Google’s computer programme AlphaGo beat the world’s top-ranked player in the ancient Chinese board game Go on Tuesday, re-affirming the arrival of what its developers tout as a ground-breaking new form of artificial intelligence.
AlphaGo took the first encounter in a three-game series against brash 19-year-old Chinese world number one Ke Jie, who before the game called the programme a “cold machine” and vowed never to play it again after this week.

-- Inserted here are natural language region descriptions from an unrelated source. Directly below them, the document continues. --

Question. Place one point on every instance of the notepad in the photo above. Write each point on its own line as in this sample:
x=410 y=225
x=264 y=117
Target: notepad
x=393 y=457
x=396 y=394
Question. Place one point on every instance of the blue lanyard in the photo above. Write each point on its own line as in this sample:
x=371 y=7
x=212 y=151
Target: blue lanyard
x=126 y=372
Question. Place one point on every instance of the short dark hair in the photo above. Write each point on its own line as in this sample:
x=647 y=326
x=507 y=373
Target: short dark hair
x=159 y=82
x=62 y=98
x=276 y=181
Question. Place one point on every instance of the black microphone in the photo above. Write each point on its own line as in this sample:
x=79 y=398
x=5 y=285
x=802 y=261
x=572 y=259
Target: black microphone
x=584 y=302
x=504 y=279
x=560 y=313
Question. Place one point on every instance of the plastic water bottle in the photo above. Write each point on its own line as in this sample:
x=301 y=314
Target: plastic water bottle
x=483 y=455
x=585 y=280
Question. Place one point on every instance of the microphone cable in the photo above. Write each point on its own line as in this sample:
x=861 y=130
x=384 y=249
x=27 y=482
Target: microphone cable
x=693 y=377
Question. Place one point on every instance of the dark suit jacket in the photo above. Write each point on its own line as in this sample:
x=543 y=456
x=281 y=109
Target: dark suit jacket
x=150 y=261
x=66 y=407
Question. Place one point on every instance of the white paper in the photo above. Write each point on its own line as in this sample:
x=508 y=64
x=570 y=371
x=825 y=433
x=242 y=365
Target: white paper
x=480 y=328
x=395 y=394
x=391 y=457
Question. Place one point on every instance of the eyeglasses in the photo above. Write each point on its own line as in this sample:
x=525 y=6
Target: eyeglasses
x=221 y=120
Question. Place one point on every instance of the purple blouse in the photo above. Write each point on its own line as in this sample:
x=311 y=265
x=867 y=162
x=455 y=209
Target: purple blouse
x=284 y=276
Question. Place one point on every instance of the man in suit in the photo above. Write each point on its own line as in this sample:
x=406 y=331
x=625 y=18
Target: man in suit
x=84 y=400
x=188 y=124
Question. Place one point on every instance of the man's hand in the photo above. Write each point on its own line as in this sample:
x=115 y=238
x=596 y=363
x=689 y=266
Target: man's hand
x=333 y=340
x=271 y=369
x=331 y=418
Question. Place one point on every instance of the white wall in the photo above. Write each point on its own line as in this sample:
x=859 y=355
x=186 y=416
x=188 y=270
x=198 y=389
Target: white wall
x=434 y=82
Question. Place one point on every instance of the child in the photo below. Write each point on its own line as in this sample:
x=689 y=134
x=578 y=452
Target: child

AlphaGo, which was developed by London-based AI company DeepMind Technologies, stunned the Go community a year ago when it trounced South Korean grandmaster Lee Se-Dol four games to one — the first time a computer programme beat a top player in a full contest.
The win over Lee was hailed as a technology landmark, fuelling visions of a brave new world of AI that can not only drive cars and operate “smart homes”, but potentially help mankind figure out some of the most complex scientific, technical, and medical problems.
Last year’s win set the stage for a much-anticipated contest with Ke in the eastern Chinese city of Wuzhen.
Ke, who has been the top-ranked player in the 3,000-year-old game for more than two years and has previously described himself as a “pretentious”, boldly said last year “Bring it on!” and vowed never to lose to a machine.
Computer programmes have previously beaten humans in cerebral contests, starting with IBM’s Deep Blue defeating chess grandmaster Garry Kasparov in 1997.
But AlphaGo’s success is considered the most significant for AI yet due to the complexity of Go, which has an incomputable number of move options, putting a premium on human-like “intuition”, creative thinking and the ability to learn.
Ke has alternated between awe and disdain for AlphaGo.
On Monday night, Ke said on China’s Twitter-like Weibo platform that “the advancement of AI has far exceeded our imagination” but added he would never play it again after this week.
“It will always be a cold machine. Compared to humans, I cannot feel its passion and longing for the game of Go,” he said.
Go involves two players alternately laying black and white stones on a grid, seeking to seal off the most territory.
Proponents had considered Go a bastion in which human ingenuity would remain superior, at least for the foreseeable future.
AlphaGo uses two sets of “deep neural networks” containing millions of connections similar to neurons in the brain.
It is partly self-taught — having played millions of games against itself after initial programming.